コラム COLUMN
共感するということ
社会全体がコロナ対策に明け暮れ、異常気象に翻弄されているうちに、秋が来ました。
秋来ぬと 目にはさやかに見えねども 風の音にぞ 驚かれぬる (藤原敏行『古今和歌集』)
有名な和歌ですが、これほど日本人の季節感の繊細さを表す歌はありません。いま久しぶりの秋の日差しに、庭の木々が嬉しそうに風に揺れているのを見て、こちらの気持ちも和みます。

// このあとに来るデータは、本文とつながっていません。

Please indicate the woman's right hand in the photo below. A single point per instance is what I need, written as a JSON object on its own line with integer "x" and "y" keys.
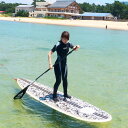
{"x": 50, "y": 66}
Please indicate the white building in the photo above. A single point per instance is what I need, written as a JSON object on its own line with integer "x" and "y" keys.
{"x": 27, "y": 8}
{"x": 40, "y": 10}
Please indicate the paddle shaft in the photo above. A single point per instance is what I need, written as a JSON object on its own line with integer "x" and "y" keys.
{"x": 25, "y": 89}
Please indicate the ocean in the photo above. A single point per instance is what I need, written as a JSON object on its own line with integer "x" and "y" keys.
{"x": 97, "y": 73}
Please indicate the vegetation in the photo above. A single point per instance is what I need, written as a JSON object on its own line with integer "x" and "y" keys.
{"x": 8, "y": 7}
{"x": 118, "y": 9}
{"x": 22, "y": 13}
{"x": 34, "y": 2}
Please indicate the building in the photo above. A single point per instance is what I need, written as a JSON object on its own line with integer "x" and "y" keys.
{"x": 40, "y": 10}
{"x": 64, "y": 8}
{"x": 1, "y": 12}
{"x": 96, "y": 16}
{"x": 28, "y": 8}
{"x": 125, "y": 2}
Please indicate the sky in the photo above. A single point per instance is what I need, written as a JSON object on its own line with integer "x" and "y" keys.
{"x": 79, "y": 1}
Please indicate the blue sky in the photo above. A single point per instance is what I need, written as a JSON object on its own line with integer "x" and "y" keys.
{"x": 79, "y": 1}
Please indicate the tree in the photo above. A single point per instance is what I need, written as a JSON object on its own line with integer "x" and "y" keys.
{"x": 22, "y": 13}
{"x": 34, "y": 2}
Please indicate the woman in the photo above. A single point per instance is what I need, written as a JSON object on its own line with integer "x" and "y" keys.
{"x": 60, "y": 69}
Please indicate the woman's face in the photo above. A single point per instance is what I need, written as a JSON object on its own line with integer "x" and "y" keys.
{"x": 64, "y": 40}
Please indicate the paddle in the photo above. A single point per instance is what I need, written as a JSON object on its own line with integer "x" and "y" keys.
{"x": 22, "y": 92}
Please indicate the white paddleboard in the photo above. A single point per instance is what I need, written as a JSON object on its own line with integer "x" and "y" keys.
{"x": 73, "y": 107}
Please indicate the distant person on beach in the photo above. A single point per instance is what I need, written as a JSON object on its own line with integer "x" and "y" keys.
{"x": 60, "y": 69}
{"x": 106, "y": 27}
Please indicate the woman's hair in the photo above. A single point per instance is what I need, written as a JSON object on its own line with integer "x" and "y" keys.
{"x": 65, "y": 34}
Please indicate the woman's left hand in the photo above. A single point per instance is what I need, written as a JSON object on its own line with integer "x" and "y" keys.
{"x": 76, "y": 47}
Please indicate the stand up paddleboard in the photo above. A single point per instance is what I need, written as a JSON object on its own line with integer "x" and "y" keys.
{"x": 73, "y": 107}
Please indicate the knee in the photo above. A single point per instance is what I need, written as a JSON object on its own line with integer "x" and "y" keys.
{"x": 58, "y": 80}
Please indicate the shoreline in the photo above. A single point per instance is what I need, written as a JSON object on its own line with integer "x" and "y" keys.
{"x": 113, "y": 25}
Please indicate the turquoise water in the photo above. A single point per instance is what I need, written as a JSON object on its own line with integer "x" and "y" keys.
{"x": 97, "y": 73}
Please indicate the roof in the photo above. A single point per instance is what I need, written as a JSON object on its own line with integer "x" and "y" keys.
{"x": 26, "y": 6}
{"x": 61, "y": 4}
{"x": 66, "y": 13}
{"x": 96, "y": 14}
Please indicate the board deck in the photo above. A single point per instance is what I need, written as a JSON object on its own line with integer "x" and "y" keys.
{"x": 73, "y": 107}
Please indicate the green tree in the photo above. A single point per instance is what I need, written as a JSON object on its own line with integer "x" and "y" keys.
{"x": 22, "y": 13}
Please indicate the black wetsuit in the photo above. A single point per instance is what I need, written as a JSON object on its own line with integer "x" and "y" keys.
{"x": 60, "y": 69}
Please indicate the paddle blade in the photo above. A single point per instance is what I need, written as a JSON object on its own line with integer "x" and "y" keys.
{"x": 21, "y": 93}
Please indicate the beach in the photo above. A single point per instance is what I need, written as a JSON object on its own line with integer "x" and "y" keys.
{"x": 97, "y": 73}
{"x": 79, "y": 23}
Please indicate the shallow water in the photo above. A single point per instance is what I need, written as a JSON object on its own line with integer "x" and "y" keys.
{"x": 97, "y": 73}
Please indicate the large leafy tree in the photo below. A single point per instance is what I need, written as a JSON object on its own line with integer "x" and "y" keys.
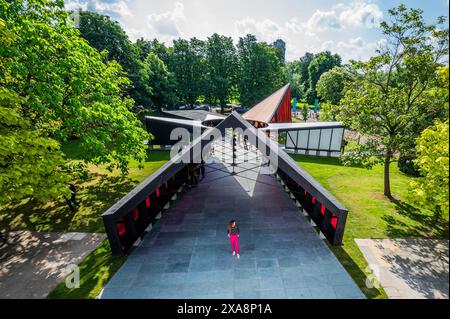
{"x": 298, "y": 76}
{"x": 330, "y": 87}
{"x": 162, "y": 82}
{"x": 103, "y": 33}
{"x": 389, "y": 99}
{"x": 30, "y": 164}
{"x": 54, "y": 85}
{"x": 221, "y": 61}
{"x": 187, "y": 62}
{"x": 260, "y": 70}
{"x": 321, "y": 63}
{"x": 431, "y": 191}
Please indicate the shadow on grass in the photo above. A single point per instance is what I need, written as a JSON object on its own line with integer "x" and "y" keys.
{"x": 95, "y": 196}
{"x": 321, "y": 160}
{"x": 96, "y": 270}
{"x": 356, "y": 273}
{"x": 424, "y": 224}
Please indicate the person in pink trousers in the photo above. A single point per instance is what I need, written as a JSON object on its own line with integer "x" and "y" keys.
{"x": 233, "y": 234}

植物が、言葉やジェスチャーで「嬉しい」と言っているわけではありません。でもそうであると確信できるのは何故でしょう。他の動物たちも、植物をみてそう感じるのでしょうか。
それは人間には「共感力」が発達しているからです。
大脳の新皮質にミラー・ニューロンという細胞があります。ゴリラやチンバンジーなど霊長類の一部にしか見られないもので、他の仲間の行動の真似をする機能を果たします。自分が他と同じ動きをしてみることで、相手の行動の動機が分かり、さらにその背景にある心の動きまで分かるようになるのです。仲間のチンパンジーがバナナに手を伸ばすのを見て、自分もやってみると、「ああ、あいつはこのバナナを食べようとしているのだな、食べたいのだな」ということが分かるのです。
何故このような細胞が人間で発達したのでしょう。人類は700万年前にアフリカに誕生しました。そして世界にゆっくりと広まっていったのですが、それは容易なことではありませんでした。比較的安全で食料も豊富な熱帯雨林から追い出され、草原で暮らさねばならなくなった祖先たちは、常に飢えと、肉食獣の攻撃と、疫病に耐えねばなりませんでした。10才までに人口の半分が死んでしまう過酷な環境でした。
そこで群れを大きくすることで生き抜くことを学びました。しかしまだ言語が発達する前ですから、となりの部族から来た人間が敵か味方かを見極める努力をしなければ、簡単に群れに入れるわけにはいきません。そこで発達したのが、相手のしぐさの真似をして相手のこころを読み、共感を持ち合うという能力なのです。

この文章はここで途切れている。